Essa doutrina não fazia distinção entre “menor” abandonado e delinquente,
pois na condição de “menores” em situação irregular enquadravam-se tanto os
infratores quanto os abandonados. E ocorria nessa época violações de direitos a
esse público, a criminalização da pobreza e a judicialização da questão social na
ótica do Direito do Menor.
Os avanços da abertura política no Brasil nos anos de 1980 foram marcados
com vários movimentos de diferentes seguimentos para denunciar as violações de
direitos que eram cometidas contra as crianças e adolescentes. Este avanço político
através de movimento da sociedade civil questionava o tratamento dado às crianças
em situação irregular e as frequentes internações determinadas pelos Juizados de
menores. Estas denúncias eram a forma de dar visibilidade à problemática que
crianças pobres não tinham sequer direito à infância.

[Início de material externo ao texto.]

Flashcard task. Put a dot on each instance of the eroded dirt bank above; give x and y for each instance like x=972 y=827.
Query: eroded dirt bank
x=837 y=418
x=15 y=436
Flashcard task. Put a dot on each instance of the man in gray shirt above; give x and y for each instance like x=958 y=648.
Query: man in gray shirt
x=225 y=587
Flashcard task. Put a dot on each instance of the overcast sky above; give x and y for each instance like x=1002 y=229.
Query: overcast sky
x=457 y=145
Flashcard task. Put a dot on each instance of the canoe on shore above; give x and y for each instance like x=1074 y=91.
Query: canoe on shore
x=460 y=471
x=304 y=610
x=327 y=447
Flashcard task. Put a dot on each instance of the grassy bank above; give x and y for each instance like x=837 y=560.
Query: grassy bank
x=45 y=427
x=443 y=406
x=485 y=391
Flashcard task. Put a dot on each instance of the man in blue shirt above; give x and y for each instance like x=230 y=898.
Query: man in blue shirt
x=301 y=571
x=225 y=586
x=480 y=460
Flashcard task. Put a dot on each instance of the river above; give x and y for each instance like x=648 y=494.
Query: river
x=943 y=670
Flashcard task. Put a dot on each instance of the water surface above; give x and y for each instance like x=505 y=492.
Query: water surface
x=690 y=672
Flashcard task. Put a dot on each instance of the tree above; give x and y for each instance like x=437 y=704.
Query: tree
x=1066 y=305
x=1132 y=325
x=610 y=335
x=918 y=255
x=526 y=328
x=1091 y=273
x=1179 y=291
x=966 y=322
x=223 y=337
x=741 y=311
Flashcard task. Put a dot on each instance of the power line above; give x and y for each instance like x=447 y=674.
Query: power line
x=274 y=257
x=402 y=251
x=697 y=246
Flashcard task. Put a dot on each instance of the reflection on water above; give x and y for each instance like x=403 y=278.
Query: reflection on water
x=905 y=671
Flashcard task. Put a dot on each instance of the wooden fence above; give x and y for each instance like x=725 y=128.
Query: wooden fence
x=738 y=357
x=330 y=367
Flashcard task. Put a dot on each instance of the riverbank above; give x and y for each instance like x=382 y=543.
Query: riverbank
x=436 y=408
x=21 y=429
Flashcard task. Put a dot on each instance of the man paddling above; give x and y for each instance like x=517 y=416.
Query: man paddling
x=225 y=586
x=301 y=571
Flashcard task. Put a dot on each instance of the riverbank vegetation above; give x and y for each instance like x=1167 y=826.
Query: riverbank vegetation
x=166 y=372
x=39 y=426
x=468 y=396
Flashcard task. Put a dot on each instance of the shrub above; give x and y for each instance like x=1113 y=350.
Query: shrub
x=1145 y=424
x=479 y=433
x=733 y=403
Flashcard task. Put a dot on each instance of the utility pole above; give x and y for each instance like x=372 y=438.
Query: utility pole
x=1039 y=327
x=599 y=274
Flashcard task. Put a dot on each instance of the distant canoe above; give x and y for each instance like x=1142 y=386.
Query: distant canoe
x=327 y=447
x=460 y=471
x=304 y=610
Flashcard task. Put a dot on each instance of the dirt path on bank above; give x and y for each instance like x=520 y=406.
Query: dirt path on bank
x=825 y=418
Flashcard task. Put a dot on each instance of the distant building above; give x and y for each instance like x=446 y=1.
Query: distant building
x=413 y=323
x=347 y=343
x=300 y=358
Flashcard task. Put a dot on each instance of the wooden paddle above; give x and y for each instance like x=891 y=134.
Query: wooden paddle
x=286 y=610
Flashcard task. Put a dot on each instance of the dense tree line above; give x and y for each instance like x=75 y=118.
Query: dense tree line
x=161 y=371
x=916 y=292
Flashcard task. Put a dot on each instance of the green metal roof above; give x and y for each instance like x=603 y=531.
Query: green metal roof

O período que antecedeu a Constituição Federação de 1988 (CF/88),
denominada “Constituição Cidadã”, promulgada em 05 de outubro de 1988, foi muito
importante e determinante no tocante as mudanças de paradigmas na área da
garantia de direitos das crianças e adolescentes. Esta constituição introduziu em seu
texto à Doutrina de Proteção Integral dos direitos da criança e do adolescente com
absoluta prioridade.
Estudos revelam que o Brasil foi o primeiro país a adequar sua legislação com
a Doutrina de Proteção Integral, preconizada pela ONU através da Convenção
Internacional sobre os Direitos da Criança. A Constituição Federal de 1988 em seu
artigo 227 preconiza a importância ao enfrentamento a toda forma de violência
contra criança e adolescente no qual estabelece:
Art. 227 – É dever da família, da sociedade e do Estado assegurar à criança
e adolescente, com absoluta prioridade, o direito à vida, à saúde, à
alimentação, à educação, ao lazer, à profissionalização, à cultura, à
dignidade, ao respeito, à liberdade e a convivência familiar e comunitária,
além de colocá-los a salvo de toda forma de negligência, discriminação,
exploração, violência, crueldade e opressão.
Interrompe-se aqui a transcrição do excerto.